Het is leuk een onbekende band uit te proberen. Soms ontdek je de band van je leven, een andere keer gok je mis en zorg je er zelf voor rondom de band een hele goede avond te hebben. Na afloop van de bandjes maken we de nacht van woensdag op donderdag net zo lang als we willen, zelfs als we vriendelijk worden weggeveegd uit de OCCII. Ik beland na prettige gesprekken toch nog schuin aan de overkant van de Amstelveenseweg.Tullycraft is snel vergeten.


maandag 28 juli

Punch Drunk Love: Transformed Dreams in Ekko

Ekko is afgeladen en we zijn laat. Een gebroken treinkabel in Breukelen heeft ons gedwongen via Hilversum te reizen. Vanaf de kassa horen we nog net het laatste nummer van zea. De deur naar de zaal staat open. Als we op onze tenen staan kunnen we, wachtend op het toegangskaartje, zanger/gitarist Arnold in de verte zien zweten. Het is een benauwde, verregende zomeravond en iedereen heeft het warm. Op het podium hoor je de muzikanten zuchten. Een paar minuten in de set zijn T-shirts volledig doorweekt. Het is afzien, maar niemand klaagt, want het is een goede avond. Ik heb geen idee of het een vooruitziende blik is geweest die deze Transformed Dreams-avond middenin het land en op een verder vrij doodse zaterdagavond heeft geprogrammeerd. Het publiek komt zowel uit thuisstad Utrecht als uit Amsterdam, Den Haag, Haarlem en Nijmegen. Het is in de zaal te donker om te zien hoeveel bekenden op Ekko zijn afgekomen. Bier vloeit als water en gelukkig zijn de meeste mensen die ik spreek minstens zo aangeschoten als ikzelf.
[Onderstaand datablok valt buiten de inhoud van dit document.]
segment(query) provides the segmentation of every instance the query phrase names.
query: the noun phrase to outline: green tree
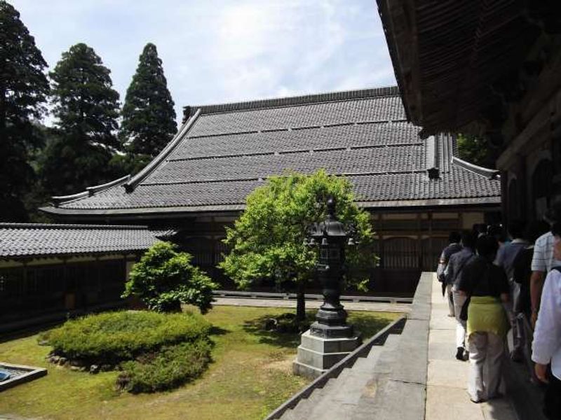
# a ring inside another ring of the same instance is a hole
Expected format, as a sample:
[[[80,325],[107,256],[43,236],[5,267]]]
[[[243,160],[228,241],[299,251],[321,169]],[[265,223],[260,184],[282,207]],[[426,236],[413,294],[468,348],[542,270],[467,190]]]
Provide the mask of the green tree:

Er wordt gelachen op het podium tijdens de set van Seesaw. Ook de twee zomerse invalkrachten op gitaar en bas lijken zich op hun gemak te voelen ook al speelt de bassist vanavond voor het eerst mee. De liedjes vertellen een ander, minder luchtig verhaal, het best samengevat in I Want You, een nummer dat ontbreekt op het laatste album Violent Elegance. De obsessie uit de titel wordt versterkt door de wurggreep waarin de akkoorden dissonant de keel van de luisteraar omklemmen. Al vanaf het intro (een opgevoerde versie van Dramaqueen) laten ze niet meer los. Ik zal je krijgen, lijkt Asta te zingen. Ze lacht als Laura Palmer en palmt je in als de geheimzinnige Emily Watson in de laatste film van Paul Thomas Anderson. Je kunt alleen maar vermoeden wat achter die lach verborgen gaat en wat zal gebeuren als je het middelpunt van haar verlangen wordt. De muziek kent nauwelijks bevrijdende akkoorden. Op plaat gloort hoop in afsluiter Exit., maar dat nummer wordt live niet gespeeld. Slechts even vallen de gitaren weg in Wasted Obsession en in het refrein van This Is What Happened gloort enig licht. Voor het merendeel van het optreden doen de smorende gitaren je naar lucht snakken. Jezelf loswrikken is een optie, maar hoe vaker je de plaat hoort en de band live ziet hoe aantrekkelijker de veel te innige omarming aanvoelt. Je wilt de muziek van Seesaw volledig kennen en laat de band niet meer los. De obsessie keert zich om.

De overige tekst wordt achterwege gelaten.